Еще в тюремном коридоре, увидев мужа, она заревела в голос. Едва не заревел и сам Аубакир, увидев жену. Ослаб, размяк, будто ему в живот бросили горячий уголек. Они не успели даже поздороваться.
- Молчи, - сказал он, сдерживаясь, утирая слезу со своей щеки. - Грош цена слезам здесь. Будешь плакать - уйдешь немедля. Зря ты приехала. Из такого далека. Но если уж приехала... Не время много разговаривать. Вчера умер Жаменке. После еды умер. Думаем, накормили его... Больше сказать нечего. Передашь это всем, кто есть тут из наших. Поезжай скорей домой. Иди... Прощай! Тебя и ребенка вверяю одному богу...
Сказав это, он отослал жену, не дав ей говорить.
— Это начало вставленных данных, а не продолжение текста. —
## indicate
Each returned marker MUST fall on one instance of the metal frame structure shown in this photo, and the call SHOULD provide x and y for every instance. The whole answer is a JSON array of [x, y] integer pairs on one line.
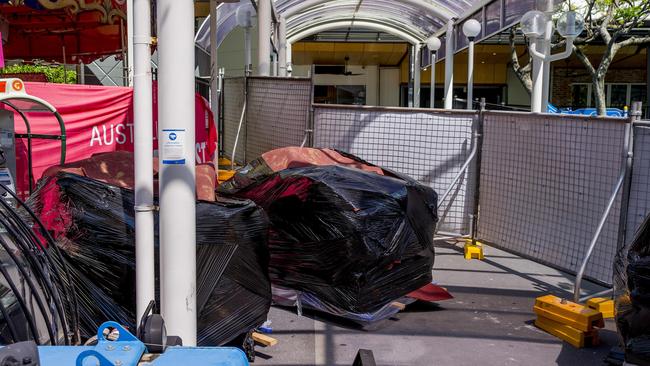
[[6, 100]]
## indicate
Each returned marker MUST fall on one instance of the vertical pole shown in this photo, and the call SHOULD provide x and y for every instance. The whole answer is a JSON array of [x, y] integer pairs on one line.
[[449, 66], [417, 79], [248, 63], [547, 83], [214, 65], [177, 172], [433, 79], [130, 31], [470, 74], [274, 64], [538, 81], [143, 155], [264, 37], [635, 115], [546, 63], [477, 186], [411, 99], [647, 76], [289, 59], [282, 46]]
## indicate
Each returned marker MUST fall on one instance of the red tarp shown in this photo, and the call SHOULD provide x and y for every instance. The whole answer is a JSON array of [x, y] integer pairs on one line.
[[97, 119], [86, 29]]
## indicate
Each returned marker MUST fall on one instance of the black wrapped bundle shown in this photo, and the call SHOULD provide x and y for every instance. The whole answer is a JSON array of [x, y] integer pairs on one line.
[[93, 223], [355, 239], [632, 296]]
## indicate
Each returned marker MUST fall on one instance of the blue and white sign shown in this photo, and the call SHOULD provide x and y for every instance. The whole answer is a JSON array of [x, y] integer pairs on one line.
[[173, 146]]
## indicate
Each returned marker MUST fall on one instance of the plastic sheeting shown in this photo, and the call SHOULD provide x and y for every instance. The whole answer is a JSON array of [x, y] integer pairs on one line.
[[93, 223], [632, 295], [353, 239]]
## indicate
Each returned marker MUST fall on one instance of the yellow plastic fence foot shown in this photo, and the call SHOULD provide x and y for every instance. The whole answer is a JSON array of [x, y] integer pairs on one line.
[[574, 323], [571, 335], [224, 175], [602, 305], [473, 251]]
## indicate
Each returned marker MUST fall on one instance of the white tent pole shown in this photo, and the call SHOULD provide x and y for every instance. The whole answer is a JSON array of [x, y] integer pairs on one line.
[[177, 173], [449, 65], [264, 37], [130, 53], [282, 46], [417, 79], [143, 155], [214, 66]]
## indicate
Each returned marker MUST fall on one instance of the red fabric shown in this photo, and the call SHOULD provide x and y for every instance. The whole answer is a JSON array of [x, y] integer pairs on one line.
[[97, 119], [297, 157], [85, 35]]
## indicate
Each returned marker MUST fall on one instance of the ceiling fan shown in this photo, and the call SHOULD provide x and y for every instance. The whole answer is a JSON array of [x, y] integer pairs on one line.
[[346, 72]]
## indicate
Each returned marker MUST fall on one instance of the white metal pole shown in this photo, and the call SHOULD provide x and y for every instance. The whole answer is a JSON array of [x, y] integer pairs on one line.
[[214, 65], [449, 65], [248, 66], [130, 54], [82, 73], [417, 76], [546, 63], [264, 37], [143, 154], [274, 64], [538, 81], [470, 74], [177, 172], [282, 46], [289, 59], [433, 79]]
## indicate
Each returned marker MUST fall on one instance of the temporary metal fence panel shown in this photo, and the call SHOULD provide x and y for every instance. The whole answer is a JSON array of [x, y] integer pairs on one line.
[[545, 183], [277, 113], [233, 103], [429, 146], [639, 206]]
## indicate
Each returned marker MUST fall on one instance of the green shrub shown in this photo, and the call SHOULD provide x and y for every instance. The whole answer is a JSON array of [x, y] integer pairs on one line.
[[54, 74]]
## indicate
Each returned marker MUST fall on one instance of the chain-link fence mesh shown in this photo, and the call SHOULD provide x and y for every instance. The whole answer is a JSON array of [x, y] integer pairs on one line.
[[545, 183], [277, 113], [639, 206], [233, 103], [429, 146]]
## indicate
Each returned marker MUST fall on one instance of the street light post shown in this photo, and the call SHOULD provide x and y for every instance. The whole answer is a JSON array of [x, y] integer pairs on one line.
[[539, 28], [433, 44], [471, 29]]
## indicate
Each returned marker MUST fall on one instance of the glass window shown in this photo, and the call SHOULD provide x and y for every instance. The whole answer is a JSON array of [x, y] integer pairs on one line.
[[493, 17], [580, 96], [351, 94], [514, 9], [638, 93], [618, 96]]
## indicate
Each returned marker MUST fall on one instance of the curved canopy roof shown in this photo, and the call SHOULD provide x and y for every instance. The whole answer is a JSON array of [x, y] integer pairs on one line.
[[412, 20], [418, 18]]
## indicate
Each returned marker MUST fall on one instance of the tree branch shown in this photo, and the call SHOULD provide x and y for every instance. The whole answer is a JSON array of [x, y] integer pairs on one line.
[[634, 41], [523, 73]]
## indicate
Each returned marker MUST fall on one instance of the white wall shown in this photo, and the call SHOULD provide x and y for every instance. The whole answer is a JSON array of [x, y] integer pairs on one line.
[[517, 94], [389, 78]]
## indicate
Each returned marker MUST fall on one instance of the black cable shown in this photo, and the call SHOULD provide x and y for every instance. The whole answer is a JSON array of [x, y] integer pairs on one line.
[[12, 328], [21, 302]]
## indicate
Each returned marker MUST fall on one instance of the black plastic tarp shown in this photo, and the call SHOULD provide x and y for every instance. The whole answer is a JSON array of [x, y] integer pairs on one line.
[[93, 223]]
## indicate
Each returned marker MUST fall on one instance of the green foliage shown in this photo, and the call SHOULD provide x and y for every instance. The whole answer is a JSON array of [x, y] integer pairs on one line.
[[54, 74]]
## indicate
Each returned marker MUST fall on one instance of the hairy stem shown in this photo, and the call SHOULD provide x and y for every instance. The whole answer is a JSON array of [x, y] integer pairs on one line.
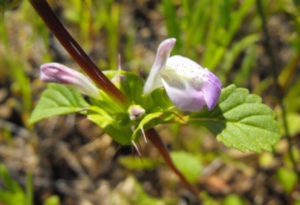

Повернулся и ушел в камеру.
На Каркаре тем временем ловили слухи
и слушки и старались угадать, что и где будет. Где начнется... где прорвется... Потому что где-то что-то должно было случиться. Судя по всему, должно! Люди ждали этого с часу на час. А по сути, не знали толком, где и что происходит на самом деле. Жили на отшибе, на отлете и вообще не ведали и не понимали, что творится в мире. После того как восстали красношапочники, а пристав схватил их гонцов, никто не знал достоверно, что же было дальше и куда девались красные шапки в бескрайней степи. И все же на Каркаре чувствовали: зреет какое-то большое дело, великое дело. Пора ему быть!